L’usage d’offrir un livre ou une œuvre d’art à un personnage de haut rang, en signe de déférence ou parfois par calcul, remonte à l’Antiquité et n’a cessé d’attiser la critique des esprits libres ou des jaloux, et d’encourager l’ironie des plus grands : « C’est une espèce de fâcheux assez insupportable qu’un homme qui dédie un livre, votre Majesté en sait des nouvelles » écrit avec humour Molière à Louis XIV en 1661. Mais il fallait bien vivre Les droits d’auteur n’existant pas encore, il était habituel depuis le Moyen Age et jusqu’à la fin du XIXe siècle que la dédicace adressée aux puissants servît de gagne-pain aux écrivains.
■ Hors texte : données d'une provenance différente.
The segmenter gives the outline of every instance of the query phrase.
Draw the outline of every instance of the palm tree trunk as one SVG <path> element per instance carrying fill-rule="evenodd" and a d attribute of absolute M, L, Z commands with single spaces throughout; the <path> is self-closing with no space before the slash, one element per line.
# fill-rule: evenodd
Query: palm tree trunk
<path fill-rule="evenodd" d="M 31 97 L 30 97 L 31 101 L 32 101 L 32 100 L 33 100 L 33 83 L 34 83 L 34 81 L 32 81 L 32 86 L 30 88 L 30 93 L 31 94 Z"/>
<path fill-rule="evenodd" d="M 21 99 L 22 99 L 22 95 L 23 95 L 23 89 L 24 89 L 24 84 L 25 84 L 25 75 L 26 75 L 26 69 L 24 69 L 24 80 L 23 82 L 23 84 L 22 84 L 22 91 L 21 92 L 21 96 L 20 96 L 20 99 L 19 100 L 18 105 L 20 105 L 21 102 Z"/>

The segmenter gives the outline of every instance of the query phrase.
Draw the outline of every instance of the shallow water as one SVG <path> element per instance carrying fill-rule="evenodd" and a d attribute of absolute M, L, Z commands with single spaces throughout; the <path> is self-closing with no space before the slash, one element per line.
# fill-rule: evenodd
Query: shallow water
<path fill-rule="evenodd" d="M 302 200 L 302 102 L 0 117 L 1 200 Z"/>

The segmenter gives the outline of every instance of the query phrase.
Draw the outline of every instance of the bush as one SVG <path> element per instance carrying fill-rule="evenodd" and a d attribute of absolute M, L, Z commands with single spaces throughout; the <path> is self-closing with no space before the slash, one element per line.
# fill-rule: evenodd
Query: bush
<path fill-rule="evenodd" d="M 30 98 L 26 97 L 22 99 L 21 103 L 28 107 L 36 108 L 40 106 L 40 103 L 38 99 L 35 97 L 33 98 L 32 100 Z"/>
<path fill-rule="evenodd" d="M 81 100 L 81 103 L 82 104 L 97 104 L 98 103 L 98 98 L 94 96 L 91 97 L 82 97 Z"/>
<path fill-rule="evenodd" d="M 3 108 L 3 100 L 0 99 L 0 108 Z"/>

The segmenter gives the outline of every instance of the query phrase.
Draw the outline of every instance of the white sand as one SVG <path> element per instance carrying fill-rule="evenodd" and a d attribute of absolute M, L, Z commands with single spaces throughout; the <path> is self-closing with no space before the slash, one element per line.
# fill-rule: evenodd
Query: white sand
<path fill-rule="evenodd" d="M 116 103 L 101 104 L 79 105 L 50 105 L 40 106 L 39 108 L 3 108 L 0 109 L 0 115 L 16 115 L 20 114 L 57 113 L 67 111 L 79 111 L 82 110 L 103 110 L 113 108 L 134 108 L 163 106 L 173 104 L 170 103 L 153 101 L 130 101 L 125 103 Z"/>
Toutefois, pour Antoine Furetière, qui consacra à cet usage une Somme dédicatoire (1666), « l’inventeur des dédicaces n’a pu être qu’un mendiant ». Lamartine réprouvait pareillement tout écrivain qui « mendiait dans des dédicaces adulatrices l’aumône de riches financiers ». Plus radical encore, Montesquieu n’accepta jamais de monnayer son talent de la sorte.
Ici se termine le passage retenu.